Presentation on theme: "Colonists Speak Out Mr. Arms’ Class January, 2010."— Presentation transcript:
Colonists Speak Out Mr. Arms’ Class January, 2010
Vocabulary Representation Treason Congress Boycott Repeal Imperial policy protest
The Stamp Act In 1765, Parliament approved the Stamp Act, which put a tax on many paper items in the colonies. Many colonists felt the tax was unfair, because they had no representation in Parliament. “No Taxation Without Representation” became the motto for colonists who disagreed with the new tax. Some who disagreed with the tax were accused of treason, or working against their own government. Representatives from nine colonies met in New York to discuss who they should respond to the Stamp Act. This group became known as the Stamp Act Congress.
Colonists Work Together Some colonists began to boycott, or refuse to buy, all British goods in response to the Stamp Act. A group of men called the Sons of Liberty formed to work against the Stamp Act. – They captured British tax collectors – They chased some tax collectors out of town
The Stamp Act is Repealed In 1766, the Stamp Act was repealed, or taken away. However, the next day, Parliament passed the Declaratory Act, which stated that Britain had the “full power to make laws for the people of America in all cases.” Many colonists were worried about what this law meant.
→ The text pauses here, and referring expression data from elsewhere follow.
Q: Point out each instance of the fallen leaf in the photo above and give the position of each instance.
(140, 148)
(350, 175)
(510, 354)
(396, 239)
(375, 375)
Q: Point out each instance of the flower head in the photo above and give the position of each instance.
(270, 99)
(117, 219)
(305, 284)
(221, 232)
Committees of Correspondence The repeal of the Stamp Act showed the colonists they should work together, but they needed better ways to share information. The Committees of Correspondence were formed to spread information throughout the colonies faster. Samuel Adams organized the first committee in Boston, and he spoke out against the British imperial policies, which were laws and orders issued by the King and Parliament.
The Townshend Acts In 1767, Parliament passed the Townshend Acts. The Townshend Acts taxed imports, such as glass, tea, paint, and paper, that were brought into the colonies. Many people began to boycott British goods again, such as tea and paint. In 1770, Parliament repealed the Townshend Acts, except for the tax on tea. As more colonists began to take part in the protests, Parliament sent more soldiers to the colonies.
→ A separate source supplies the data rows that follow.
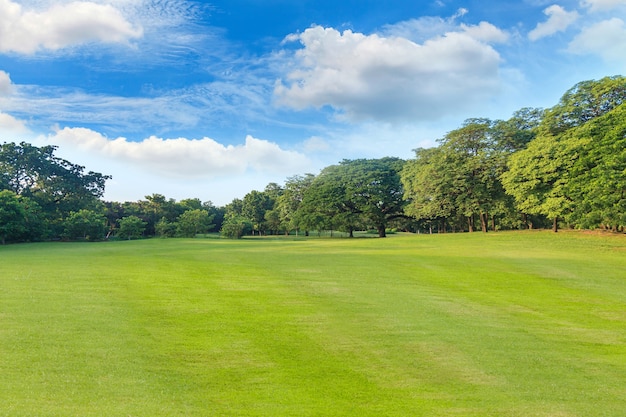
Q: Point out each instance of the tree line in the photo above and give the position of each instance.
(562, 166)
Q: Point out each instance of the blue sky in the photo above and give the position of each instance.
(211, 100)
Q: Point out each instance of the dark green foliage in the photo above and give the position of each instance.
(85, 224)
(131, 227)
(353, 194)
(575, 170)
(236, 227)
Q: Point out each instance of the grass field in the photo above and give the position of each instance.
(503, 324)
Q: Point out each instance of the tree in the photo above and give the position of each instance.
(131, 227)
(192, 222)
(353, 193)
(12, 216)
(56, 185)
(545, 178)
(164, 228)
(470, 171)
(597, 184)
(255, 205)
(425, 188)
(291, 198)
(584, 102)
(235, 227)
(85, 224)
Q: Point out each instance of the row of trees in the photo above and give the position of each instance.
(564, 165)
(43, 197)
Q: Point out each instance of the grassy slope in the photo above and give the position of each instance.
(515, 324)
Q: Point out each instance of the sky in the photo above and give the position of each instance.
(212, 100)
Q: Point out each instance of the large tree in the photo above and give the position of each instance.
(566, 172)
(355, 192)
(56, 185)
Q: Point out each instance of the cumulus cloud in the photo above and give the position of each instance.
(606, 38)
(61, 25)
(603, 5)
(392, 78)
(185, 158)
(5, 84)
(11, 125)
(559, 20)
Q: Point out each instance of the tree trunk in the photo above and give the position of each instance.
(483, 222)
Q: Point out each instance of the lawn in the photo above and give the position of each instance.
(502, 324)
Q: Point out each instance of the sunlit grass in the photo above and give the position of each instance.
(506, 324)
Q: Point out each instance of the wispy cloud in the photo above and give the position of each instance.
(603, 5)
(606, 39)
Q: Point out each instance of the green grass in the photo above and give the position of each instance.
(504, 324)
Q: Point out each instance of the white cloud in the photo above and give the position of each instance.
(185, 158)
(6, 86)
(603, 5)
(486, 32)
(558, 21)
(61, 25)
(392, 78)
(606, 38)
(10, 125)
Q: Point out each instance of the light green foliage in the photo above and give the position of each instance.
(354, 193)
(192, 222)
(291, 198)
(235, 227)
(404, 326)
(131, 227)
(574, 169)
The Boston Massacre Having British soldiers in their towns angered many colonists. As anger between the colonists and the British grew, fights often broke out. On March 5, 1770 a crowd of angry colonists gathered near several British soldiers, shouting and throwing rocks and snowballs at them. Some of the soldiers were knocked down, and some of the soldiers then opened fire on the crowd. This event became known as the Boston Massacre, because the colonists were unarmed when they were shot.